He adds that it’s also about high performance. “We recently released a demo that you can access from our website that enables you to query a super large datasets — 1.6 billion rows with sub-second queries, mostly, and that just illustrates how performant the software is,” he said.
He sees open source as a way to build adoption from the bottom up inside organizations, winning the hearts and minds of developers first, then moving deeper in the company when they eventually build a managed cloud version of the product. For now, being open source also helps them as a small team to have a community of contributors help build the database and add to its feature set.
“We’ve got this open source product that is free to use, and it’s pretty important for us to have such a distribution model because we can basically empower developers to solve their problems, and we can ask for contributions from various communities. […] And this is really a way to spur adoption,” Hourcard said.
He says that working with YC has allowed them to talk to other companies in the ecosystem who have built similar open source-based startups and that’s been helpful, but it has also helped them learn to set and meet goals and have access to some of the biggest names in Silicon Valley, including Marc Andreessen, who delivered a talk to the cohort the same day we spoke.

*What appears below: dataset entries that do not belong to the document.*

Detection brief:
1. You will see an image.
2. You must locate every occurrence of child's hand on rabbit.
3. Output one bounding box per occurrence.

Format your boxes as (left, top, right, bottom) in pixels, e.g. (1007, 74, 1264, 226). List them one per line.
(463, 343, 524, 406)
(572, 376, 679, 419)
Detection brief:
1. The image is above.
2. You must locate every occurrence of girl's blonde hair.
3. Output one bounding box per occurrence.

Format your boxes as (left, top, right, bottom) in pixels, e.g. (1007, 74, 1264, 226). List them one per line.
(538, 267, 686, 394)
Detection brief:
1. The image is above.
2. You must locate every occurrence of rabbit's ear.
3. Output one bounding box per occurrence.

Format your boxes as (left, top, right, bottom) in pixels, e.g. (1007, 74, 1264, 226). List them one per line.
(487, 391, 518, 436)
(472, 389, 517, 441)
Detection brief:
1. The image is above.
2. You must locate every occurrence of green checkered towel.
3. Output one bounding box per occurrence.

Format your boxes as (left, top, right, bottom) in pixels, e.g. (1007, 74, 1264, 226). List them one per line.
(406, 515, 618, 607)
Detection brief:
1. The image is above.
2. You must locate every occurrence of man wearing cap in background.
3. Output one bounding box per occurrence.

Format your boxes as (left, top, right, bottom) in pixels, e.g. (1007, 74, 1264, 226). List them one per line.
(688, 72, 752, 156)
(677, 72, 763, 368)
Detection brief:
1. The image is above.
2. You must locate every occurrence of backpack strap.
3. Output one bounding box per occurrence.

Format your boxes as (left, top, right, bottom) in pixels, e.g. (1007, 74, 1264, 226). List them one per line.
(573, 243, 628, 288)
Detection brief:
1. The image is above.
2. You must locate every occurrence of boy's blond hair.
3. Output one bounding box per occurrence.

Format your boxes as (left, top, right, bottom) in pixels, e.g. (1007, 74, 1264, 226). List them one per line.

Today the company has 7 employees including the three founders, spread out across the US, EU and South America. He sees this geographic diversity helping when it comes to building a diverse team in the future. “We definitely want to have more diverse backgrounds to make sure that we keep having a diverse team and we’re very strongly committed to that.”
For the short term, the company wants to continue building its community, working on continuing to improve the open source product, while working on the managed cloud product.